Para notar como a linguagem permeia nossas experiências, podemos prestar atenção em como a usamos no dia a dia: para representar, categorizar, classificar e julgar. Nosso pensamento acaba sendo totalmente determinado pela linguagem. Tanto que a diferença nas estruturas de um idioma para o outro podem ter influências sobre como indivíduos que falam uma ou outra língua se relacionam com o mundo. Na fotografia, como em qualquer outra atividade humana, isso está presente nos mais diversos níveis.

Inicialmente, podemos falar dos equipamentos. Quando procuramos um equipamento para comprar, olhamos bem pouco para o que realmente importa: as fotos que ele faz. Em vez disso, nossa atenção se volta para uma série de especificações técnicas, palavras e números que representariam as qualidades da câmera, mas que no fundo significam quase nada: 20 megapixels; 7 quadros por segundo; ISO 32000; zoom de 24x. Ou a preocupação existente com a categoria “profissional”, essa palavra mágica que atribui à câmera em questão grandes poderes. Essa nossa fixação por palavras e números na hora de comprar é o sonho dos publicitários: para causar uma impressão boa, basta usar números impressionantes ou termos extravagantes, não importando o que isso significa na prática.
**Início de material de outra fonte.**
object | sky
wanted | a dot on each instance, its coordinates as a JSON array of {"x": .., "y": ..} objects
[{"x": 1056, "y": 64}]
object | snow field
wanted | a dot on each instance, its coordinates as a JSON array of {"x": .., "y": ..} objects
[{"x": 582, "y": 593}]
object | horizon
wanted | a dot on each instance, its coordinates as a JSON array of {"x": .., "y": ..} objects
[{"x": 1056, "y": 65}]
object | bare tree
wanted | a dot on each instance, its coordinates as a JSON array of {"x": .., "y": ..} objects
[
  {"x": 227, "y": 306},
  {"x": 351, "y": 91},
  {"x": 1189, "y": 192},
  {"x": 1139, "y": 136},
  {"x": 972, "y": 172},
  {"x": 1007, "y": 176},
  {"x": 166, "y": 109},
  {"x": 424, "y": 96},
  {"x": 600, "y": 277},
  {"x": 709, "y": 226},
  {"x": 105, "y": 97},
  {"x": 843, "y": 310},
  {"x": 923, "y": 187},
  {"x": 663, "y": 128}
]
Mas não paramos por aí. Necessitamos categorizar a fotografia em si. Os rótulos que colocamos naquilo que acreditamos serem “tipos” de fotografias: retratos, paisagens, fotojornalismo, fotografia autoral, esportes, macro, moda, eventos. Quando queremos que o rótulo seja mais pomposo — afinal de contas, o rótulo vale mais do que aquilo que ele representa — usamos palavras em inglês, como newborn ou wedding, em vez de recém-nascido ou casamento. Adicionamos assim mais um nível de distanciamento entre a descrição e a realidade.

Wayne Lo
Wayne Lo

Em seguida, temos os julgamentos. Nossa linguagem nos dá essa possibilidade: a de descrever as coisas de forma que a descrição em si determine qual será a nossa atitude frente às coisas. Se classificamos algo como bom, bonito, agradável, valioso, condicionamos uma atitude de aproximação ou de desejo. Se, ao contrário, categorizamos algo como ruim, feio, desagradável ou sem valor, nossa atitude é a de desprezo, afastamento ou aversão. O quanto dessa nossa atitude frente à realidade é determinada pela própria realidade ou pela forma com que a rotulamos? Pior ainda é quando tentamos interpretar, ou seja, além de apenas descrever e categorizar, criamos um outro significado para algo, distinto do significado descritivo original.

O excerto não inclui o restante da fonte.